The purpose of this study is to use ROC/AUC and classification trees to predict whether a teacher will not continue teaching based on their experience, qualifications, role, school characteristics, and student characteristics. This knowledge will allow school leaders to take action that supports teachers, empowering them to continue growing as educators, while improving student outcomes by providing students with experienced teachers.
Teacher retention is critical for maintaining educational quality and improving student outcomes. High teacher turnover disrupts learning environments, increases financial costs for schools, and negatively impacts student achievement (Carver-Thomas and Darling-Hammond 2017). While much of the focus in addressing teacher turnover has been on increasing teacher supply, research indicates that organizational factors, school characteristics, and job satisfaction play a more significant role than shortages of qualified teachers (Ingersoll 2001).
Teacher characteristics, such as experience, grade level, and subject area, are strongly linked to retention. Early-career and late-career teachers are the most likely to leave the profession due to dissatisfaction and retirement, respectively (Carver-Thomas and Darling-Hammond 2017; Ingersoll 2001). Though experience level does impact teacher attrition, advanced degrees have minimal direct impact when other factors are controlled (Ingersoll 2001). Turnover is higher in STEM, special education, and high-minority schools (Carver-Thomas and Darling-Hammond 2017). Teachers at elementary schools are more likely to move to another school, while teachers at high schools are more likely to leave the profession (National Center for Education Statistics, 2024).
Richard Ingersoll (2001) posited that organizational factors may be impacting staffing issues more profoundly than teacher supply shortages by causing teacher turnover and unnecessarily increasing demand for teachers. He suggested that these problems necessitate more systemic solutions. Effective principals, for example, have been shown to reduce turnover, especially for high-performing teachers (Grissom and Bartanen 2018). “No-nonsense” management styles, on the other hand, can exacerbate turnover and create trust issues both among staff and between staff members and administration (McCluskey 2022).
Schools that provide adequate administrative support correlate strongly with teacher retention (Ingersoll 2001). Effective administrative support may include opportunities for professional growth, meaningful feedback during evaluations, and access to teaching resources, all of which contribute to a positive school culture (Simon and Johnson 2015). It should also include “adequate numbers of counselors, special education teachers, and behavioral specialists” (Bouffard, 2017). Collaboration with colleagues and opportunities for observing effective teaching practices have been shown to improve teacher satisfaction and reduce attrition, particularly when embedded in professional development efforts (McJames, Parnell, and O’Shea 2023).
Additionally, school, district, or state-level policies may impact teachers’ desire to stay in the field. Salary is one of the most discussed aspects of teacher job satisfaction. Carver-Thomas and Darling-Hammond (2017) found that it does, in fact, matter, noting that teachers in districts that offered salaries over $72,000 were 20% less likely to turn over than those in the bottom quintile. Leave policies also impact the longevity of a teacher. In a field where 77% of the employees are female, a lack of paid family leave policies can make it challenging for employees to balance work and family (Harper, 2019).
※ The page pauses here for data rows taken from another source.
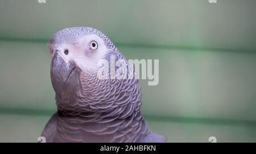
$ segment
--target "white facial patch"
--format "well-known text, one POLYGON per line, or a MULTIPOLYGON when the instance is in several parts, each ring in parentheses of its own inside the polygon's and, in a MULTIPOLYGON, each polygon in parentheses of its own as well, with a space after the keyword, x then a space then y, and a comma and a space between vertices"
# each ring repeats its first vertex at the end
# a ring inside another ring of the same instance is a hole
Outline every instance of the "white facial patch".
POLYGON ((102 39, 94 34, 81 37, 76 42, 55 45, 54 47, 51 47, 52 49, 55 48, 53 49, 52 55, 57 50, 65 62, 73 61, 82 70, 92 71, 98 68, 98 62, 104 59, 109 50, 102 39), (90 48, 92 41, 97 42, 98 46, 97 49, 90 48), (68 50, 68 52, 66 51, 65 53, 65 50, 68 50), (68 53, 67 54, 67 52, 68 53))

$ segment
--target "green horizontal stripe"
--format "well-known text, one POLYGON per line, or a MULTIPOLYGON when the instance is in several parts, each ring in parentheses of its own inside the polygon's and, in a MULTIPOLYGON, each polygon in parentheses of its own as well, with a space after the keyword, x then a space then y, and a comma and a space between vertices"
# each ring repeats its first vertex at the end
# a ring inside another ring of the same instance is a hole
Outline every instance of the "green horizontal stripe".
MULTIPOLYGON (((0 114, 51 116, 56 111, 55 110, 50 110, 0 108, 0 114)), ((144 117, 148 121, 158 122, 256 126, 255 121, 181 117, 147 114, 144 115, 144 117)))
MULTIPOLYGON (((26 42, 40 42, 47 44, 49 40, 38 38, 8 38, 0 37, 1 41, 26 42)), ((210 52, 232 52, 242 53, 256 53, 256 50, 235 49, 222 49, 218 48, 208 48, 200 46, 185 46, 177 45, 150 45, 150 44, 134 44, 115 43, 117 48, 126 47, 134 48, 147 48, 147 49, 162 49, 168 50, 206 50, 210 52)))

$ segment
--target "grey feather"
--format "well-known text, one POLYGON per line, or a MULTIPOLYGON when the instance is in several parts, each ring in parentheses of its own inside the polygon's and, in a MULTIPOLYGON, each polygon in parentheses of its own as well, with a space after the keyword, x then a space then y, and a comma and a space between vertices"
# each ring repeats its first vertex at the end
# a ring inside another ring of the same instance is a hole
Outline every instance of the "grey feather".
MULTIPOLYGON (((124 59, 129 65, 112 42, 92 28, 64 29, 55 33, 49 44, 73 42, 92 33, 101 38, 109 49, 106 59, 114 54, 116 60, 124 59)), ((58 112, 42 135, 47 142, 165 142, 163 136, 150 131, 141 112, 141 89, 135 71, 133 79, 101 80, 97 72, 82 70, 80 83, 80 87, 72 92, 58 92, 62 95, 56 97, 58 112)))

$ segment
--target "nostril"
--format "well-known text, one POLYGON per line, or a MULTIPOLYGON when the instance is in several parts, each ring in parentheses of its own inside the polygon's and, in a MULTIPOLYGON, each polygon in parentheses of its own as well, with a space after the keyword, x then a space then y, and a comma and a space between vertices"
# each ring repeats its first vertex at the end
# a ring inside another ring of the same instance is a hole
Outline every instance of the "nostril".
POLYGON ((65 49, 65 50, 64 50, 64 54, 65 54, 65 55, 68 55, 68 49, 65 49))

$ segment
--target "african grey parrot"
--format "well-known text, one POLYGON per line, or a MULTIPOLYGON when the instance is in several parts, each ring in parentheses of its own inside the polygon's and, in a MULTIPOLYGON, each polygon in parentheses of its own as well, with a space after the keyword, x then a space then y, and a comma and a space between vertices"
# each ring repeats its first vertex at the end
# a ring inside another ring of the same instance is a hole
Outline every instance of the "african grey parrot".
POLYGON ((51 79, 57 112, 42 136, 46 142, 164 142, 151 132, 140 110, 141 89, 132 79, 101 79, 97 61, 128 61, 102 32, 72 27, 53 35, 48 44, 51 79))

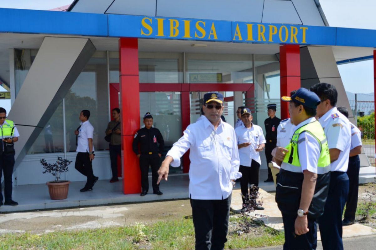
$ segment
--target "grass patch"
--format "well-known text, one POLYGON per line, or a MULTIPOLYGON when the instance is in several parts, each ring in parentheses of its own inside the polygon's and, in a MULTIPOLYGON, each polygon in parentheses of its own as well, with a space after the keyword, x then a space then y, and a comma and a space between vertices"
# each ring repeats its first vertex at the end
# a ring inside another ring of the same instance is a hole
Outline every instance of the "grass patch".
MULTIPOLYGON (((233 219, 233 222, 237 220, 233 219)), ((229 232, 226 249, 280 245, 283 233, 260 227, 260 235, 229 232)), ((194 230, 191 219, 146 225, 41 235, 26 232, 0 236, 0 249, 192 249, 194 230)))

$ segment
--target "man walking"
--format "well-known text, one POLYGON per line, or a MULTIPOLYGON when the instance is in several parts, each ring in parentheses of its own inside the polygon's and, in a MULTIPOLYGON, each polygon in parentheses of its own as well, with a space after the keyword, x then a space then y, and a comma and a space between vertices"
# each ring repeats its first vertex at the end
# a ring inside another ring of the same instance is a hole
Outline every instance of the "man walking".
POLYGON ((223 122, 223 96, 204 95, 205 117, 190 125, 167 154, 158 171, 158 183, 167 180, 170 164, 180 165, 190 149, 189 197, 194 226, 196 249, 223 249, 227 241, 231 192, 240 177, 235 131, 223 122))
POLYGON ((77 136, 78 152, 76 157, 74 168, 78 172, 86 177, 85 186, 80 190, 80 192, 92 190, 93 186, 98 180, 98 177, 93 173, 92 162, 94 159, 94 146, 93 145, 93 134, 94 128, 89 121, 90 112, 86 109, 80 113, 81 125, 74 131, 77 136))

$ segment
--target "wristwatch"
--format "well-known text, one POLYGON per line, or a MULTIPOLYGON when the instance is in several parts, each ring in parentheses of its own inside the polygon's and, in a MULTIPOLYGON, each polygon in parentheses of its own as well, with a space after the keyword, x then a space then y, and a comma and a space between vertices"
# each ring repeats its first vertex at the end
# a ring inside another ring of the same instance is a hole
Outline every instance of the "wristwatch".
POLYGON ((299 217, 303 217, 308 214, 308 211, 305 212, 303 209, 298 210, 298 216, 299 217))

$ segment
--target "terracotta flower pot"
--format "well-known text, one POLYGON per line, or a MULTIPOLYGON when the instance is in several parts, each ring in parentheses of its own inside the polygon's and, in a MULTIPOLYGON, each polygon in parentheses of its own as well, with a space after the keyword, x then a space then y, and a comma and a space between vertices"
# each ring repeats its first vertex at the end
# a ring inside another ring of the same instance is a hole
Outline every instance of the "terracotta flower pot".
POLYGON ((64 200, 67 199, 69 190, 70 181, 61 181, 61 182, 54 183, 49 181, 46 184, 48 186, 50 197, 52 200, 64 200))

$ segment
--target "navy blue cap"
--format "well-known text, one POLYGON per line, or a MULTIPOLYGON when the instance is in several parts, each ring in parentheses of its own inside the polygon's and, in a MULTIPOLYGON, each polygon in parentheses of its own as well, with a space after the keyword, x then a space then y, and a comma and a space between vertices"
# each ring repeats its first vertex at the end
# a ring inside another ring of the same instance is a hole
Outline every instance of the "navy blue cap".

Demographic factors have also been shown to be reliable predictors of teacher turnover. Teachers of color, who often work in high-poverty schools, face elevated turnover rates, reporting insufficient administrative support and dissatisfaction with administrative actions (Carver-Thomas and Darling-Hammond 2017). However, this study is building off of the recommendations for early-warning indicator systems presented by (“OECD Digital Education Outlook 2021” 2021), stating that outcome predictors must be “Accurate, Accessible, Actionable and Accountable” (p. 33). Actionable predictors, such as professional development opportunities, induction programs, and mentoring, have demonstrated positive effects on retention (Carver-Thomas and Darling-Hammond 2017; McJames, Parnell, and O’Shea 2023). Education leaders cannot take action on a teacher’s race, age, or gender, so we will not be including them in this study.
Teachers in schools with high poverty and lower-performing students face higher turnover rates (Carver-Thomas and Darling-Hammond 2017). Similarly, turnover is 50% higher in Title I schools and 70% higher in schools with large concentrations of students of color (Carver-Thomas and Darling-Hammond 2017). While these student body demographics are not something that school leaders can change, they can adapt their management practices to better support their teaching staff. For these reasons, we have included student academic achievement data, urbanicity, and poverty levels in this analysis.
ROC AUC can help evaluate the predictive power of individual variables, helping to identify which factors best distinguish between teachers who stay and leave. Usually, researchers pick a subset of variables to explore their relationship with teacher turnover, but with ROC AUC, we can examine each possible predictor and then compare their predictive accuracy. This allows researchers to select their variables and schools to focus on the most impactful areas for intervention.
Decision trees complement this by examining how multiple variables interact to influence turnover. They provide an intuitive, actionable view of the complex relationships among predictors, revealing patterns and thresholds that guide targeted strategies. ROC AUC can also validate the decision tree’s predictive performance, ensuring both interpretability and accuracy. Together, these methods enable data-driven, effective solutions to reduce teacher turnover.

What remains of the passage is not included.